Statistics and reproducibility

High-throughput UHPLC data was normalized and batch-corrected to remove experimental variation from glycan measurements. Normalization by total area resulted in % area values expressing the amount of N-glycans in each chromatographic peak. Normalized glycan measurements were then log-transformed due to the right-skewness of their distributions and the multiplicative nature of batch effects. ComBat method (R package sva) was used to perform batch correction on log-transformed measurements, where the technical source of variation (which sample was analyzed on which plate) was modeled as a batch covariate. Estimated batch effects were subtracted from log-transformed measurements to get measurements corrected for experimental noise. In addition to directly measured glycan structures, derived glycosylation traits were calculated based on the shared glycan structural features (e.g. sialylation, galactosylation, fucosylation, etc.) according to Supplementary Tables 4 and 5 for Tf and IgG, respectively.

Method variability was assessed by estimating the measurement error of each Tf chromatographic peak. Estimations are based on the internal standard samples in Korcula (N = 72) and VIKING (N = 71) cohorts, and based on the sample replicates in Korcula (N = 2 × 107 = 214) cohort. Both internal standards and replicates represent a set of samples that are biologically identical and differences among their measurements are a result of experimental variation. Estimations of the measurement error based on standard samples were calculated as a ratio of the variation of standard samples and variation of cohort samples, multiplied by 100 (100*Var(Stand)/Var(Cohort)). Estimations of the measurement error based on sample replicates were calculated using the formula (1−Correlation(Replicates))*100.

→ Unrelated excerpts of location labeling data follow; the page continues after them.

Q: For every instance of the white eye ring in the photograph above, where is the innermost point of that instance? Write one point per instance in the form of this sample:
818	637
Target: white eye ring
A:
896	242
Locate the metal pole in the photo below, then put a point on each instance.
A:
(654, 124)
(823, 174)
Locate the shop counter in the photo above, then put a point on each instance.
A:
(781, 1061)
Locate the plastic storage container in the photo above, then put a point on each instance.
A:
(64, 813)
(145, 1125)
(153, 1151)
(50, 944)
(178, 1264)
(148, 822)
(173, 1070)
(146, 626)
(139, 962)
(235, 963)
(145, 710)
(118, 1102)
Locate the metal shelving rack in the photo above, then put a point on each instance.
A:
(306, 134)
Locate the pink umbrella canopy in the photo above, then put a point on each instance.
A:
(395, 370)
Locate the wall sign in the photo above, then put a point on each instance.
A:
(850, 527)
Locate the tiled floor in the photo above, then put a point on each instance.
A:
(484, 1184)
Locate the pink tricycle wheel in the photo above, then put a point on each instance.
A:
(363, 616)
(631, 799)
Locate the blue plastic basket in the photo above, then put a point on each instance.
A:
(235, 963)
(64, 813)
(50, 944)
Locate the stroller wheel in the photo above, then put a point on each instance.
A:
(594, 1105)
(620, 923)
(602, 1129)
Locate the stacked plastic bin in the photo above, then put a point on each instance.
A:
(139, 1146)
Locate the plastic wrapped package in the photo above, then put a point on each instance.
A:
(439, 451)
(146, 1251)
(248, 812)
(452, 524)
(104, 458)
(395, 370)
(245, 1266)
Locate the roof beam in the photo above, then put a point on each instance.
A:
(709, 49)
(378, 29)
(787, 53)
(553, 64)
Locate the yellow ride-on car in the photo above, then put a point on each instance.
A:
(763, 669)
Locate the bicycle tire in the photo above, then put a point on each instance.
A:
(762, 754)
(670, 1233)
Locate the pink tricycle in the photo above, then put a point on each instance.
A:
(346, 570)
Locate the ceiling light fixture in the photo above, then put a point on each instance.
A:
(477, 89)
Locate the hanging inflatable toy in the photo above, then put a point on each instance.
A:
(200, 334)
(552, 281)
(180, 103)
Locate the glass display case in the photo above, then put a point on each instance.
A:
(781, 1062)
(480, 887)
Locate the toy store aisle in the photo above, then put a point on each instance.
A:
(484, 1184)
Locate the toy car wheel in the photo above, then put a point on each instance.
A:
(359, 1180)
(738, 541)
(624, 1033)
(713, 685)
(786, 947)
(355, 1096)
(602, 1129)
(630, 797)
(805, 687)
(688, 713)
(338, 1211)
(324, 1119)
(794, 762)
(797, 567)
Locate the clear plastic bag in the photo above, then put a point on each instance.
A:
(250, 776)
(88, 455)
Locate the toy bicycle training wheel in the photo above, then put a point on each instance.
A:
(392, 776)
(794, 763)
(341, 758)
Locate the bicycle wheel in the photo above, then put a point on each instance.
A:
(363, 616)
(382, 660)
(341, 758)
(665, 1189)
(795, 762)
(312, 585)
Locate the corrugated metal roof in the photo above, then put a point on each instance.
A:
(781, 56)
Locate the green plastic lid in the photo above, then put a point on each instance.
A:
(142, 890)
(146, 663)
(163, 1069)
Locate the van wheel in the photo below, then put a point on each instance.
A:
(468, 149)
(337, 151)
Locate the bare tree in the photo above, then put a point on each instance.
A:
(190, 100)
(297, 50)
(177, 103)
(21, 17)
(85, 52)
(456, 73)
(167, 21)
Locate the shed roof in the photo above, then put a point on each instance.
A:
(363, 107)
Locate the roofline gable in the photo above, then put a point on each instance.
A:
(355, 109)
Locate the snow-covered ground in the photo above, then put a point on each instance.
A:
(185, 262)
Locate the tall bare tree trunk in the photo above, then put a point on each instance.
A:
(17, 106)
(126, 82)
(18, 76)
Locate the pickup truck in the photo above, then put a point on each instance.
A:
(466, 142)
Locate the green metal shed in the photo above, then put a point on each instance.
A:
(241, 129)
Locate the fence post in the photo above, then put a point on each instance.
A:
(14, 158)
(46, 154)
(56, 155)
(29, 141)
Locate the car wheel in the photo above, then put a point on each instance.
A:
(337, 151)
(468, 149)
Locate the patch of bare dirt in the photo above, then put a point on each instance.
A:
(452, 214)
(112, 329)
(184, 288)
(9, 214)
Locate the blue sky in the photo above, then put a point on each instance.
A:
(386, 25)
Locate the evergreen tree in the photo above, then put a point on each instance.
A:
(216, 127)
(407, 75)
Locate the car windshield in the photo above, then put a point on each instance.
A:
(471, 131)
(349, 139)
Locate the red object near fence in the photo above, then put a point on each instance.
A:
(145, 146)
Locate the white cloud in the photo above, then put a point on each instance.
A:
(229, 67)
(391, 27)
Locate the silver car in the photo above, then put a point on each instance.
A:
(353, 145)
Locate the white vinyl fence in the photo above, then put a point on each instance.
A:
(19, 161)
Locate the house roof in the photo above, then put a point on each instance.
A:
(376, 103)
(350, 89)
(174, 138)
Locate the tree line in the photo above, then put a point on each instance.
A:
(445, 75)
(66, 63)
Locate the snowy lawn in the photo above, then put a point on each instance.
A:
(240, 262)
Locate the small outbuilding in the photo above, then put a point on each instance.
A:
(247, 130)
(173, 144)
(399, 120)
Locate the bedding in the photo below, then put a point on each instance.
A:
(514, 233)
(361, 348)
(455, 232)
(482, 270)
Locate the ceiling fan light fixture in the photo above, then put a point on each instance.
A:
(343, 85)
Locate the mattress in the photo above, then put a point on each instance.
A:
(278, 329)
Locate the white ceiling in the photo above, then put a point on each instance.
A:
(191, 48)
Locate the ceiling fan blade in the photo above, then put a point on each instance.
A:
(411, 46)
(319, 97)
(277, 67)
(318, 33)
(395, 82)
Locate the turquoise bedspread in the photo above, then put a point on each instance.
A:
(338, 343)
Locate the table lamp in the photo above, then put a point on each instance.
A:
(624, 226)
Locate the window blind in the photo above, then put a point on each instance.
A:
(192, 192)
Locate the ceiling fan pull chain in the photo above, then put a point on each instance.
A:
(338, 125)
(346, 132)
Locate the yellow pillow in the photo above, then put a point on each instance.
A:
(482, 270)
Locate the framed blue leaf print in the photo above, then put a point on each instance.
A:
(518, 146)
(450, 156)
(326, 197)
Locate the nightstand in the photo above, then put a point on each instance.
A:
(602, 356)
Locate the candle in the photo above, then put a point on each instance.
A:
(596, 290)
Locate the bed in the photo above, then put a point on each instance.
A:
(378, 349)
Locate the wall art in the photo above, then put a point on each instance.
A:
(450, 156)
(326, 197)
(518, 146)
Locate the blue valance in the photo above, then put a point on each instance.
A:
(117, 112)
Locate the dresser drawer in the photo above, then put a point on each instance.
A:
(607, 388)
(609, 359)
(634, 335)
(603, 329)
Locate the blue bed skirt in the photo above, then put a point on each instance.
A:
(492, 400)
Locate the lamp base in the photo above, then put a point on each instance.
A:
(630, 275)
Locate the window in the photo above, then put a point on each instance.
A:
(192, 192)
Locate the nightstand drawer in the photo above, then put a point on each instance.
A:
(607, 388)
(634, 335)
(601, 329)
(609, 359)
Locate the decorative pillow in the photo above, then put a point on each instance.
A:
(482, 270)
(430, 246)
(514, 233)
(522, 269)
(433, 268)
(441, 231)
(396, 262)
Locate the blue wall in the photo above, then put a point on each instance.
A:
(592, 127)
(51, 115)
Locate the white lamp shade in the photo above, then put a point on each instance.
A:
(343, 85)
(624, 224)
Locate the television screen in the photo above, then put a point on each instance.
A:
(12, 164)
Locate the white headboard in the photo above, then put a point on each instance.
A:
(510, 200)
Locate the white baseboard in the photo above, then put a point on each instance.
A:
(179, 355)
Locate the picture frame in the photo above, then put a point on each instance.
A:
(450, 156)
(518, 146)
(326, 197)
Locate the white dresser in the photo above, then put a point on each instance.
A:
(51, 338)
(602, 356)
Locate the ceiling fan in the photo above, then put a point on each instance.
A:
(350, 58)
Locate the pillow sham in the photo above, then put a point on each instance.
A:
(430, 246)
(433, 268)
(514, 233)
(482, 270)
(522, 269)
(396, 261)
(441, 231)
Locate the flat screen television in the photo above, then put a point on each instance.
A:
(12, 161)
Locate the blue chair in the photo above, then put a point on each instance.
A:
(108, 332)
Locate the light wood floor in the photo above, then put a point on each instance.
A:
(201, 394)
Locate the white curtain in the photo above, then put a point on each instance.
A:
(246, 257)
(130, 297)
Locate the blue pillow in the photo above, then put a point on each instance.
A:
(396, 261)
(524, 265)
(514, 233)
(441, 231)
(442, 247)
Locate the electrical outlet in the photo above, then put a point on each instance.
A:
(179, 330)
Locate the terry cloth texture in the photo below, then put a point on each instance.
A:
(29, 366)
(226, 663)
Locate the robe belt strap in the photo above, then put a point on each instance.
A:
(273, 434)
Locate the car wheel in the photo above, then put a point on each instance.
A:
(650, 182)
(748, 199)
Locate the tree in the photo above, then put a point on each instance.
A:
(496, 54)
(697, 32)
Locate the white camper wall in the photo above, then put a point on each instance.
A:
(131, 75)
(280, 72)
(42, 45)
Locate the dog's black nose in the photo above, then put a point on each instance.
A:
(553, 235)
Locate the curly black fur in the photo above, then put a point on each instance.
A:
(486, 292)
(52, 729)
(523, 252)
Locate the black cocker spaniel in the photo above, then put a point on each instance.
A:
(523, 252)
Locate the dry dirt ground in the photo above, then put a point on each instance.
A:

Associations analyses between glycan traits and biochemical and physiological traits were performed by implementing a general linear regression model or Pearson correlation test (where stated). In analyses where the general regression model was applied, age and sex (and BMI where stated) were included as additional covariates except in those models where age and sex were variables of primary interest. Before regression analyses, glycan variables as well as quantitative biochemical and physiological traits were all transformed to standard Normal distribution (mean = 0, sd = 1) by an inverse transformation of ranks to Normality (R package “GenABEL”, function rntransform). Transformed glycan variables have the same standardized variance so using rank transformed variables in analyses makes estimated effects of different glycans in different cohorts comparable. In analyses where the Pearson correlation test was used, glycan measurements were adjusted for age, sex, and BMI (where stated) prior to correlation analysis. Analyses were firstly performed for each cohort separately (N(Korcula) = 927; N(VIKING) = 958 for Tf and N(Korcula) = 950; N(VIKING) = 1087 for IgG) and then combined using fixed-effects meta-analysis approach (R package meta, metagen(method = “FE”)). The false discovery rate was controlled using the Benjamini–Hochberg procedure (function p.adjust(method = “BH”)). Data were analyzed and visualized using the R programming language (version 4.0.2).

Reporting summary

Further information on research design is available in the Nature Portfolio Reporting Summary linked to this article.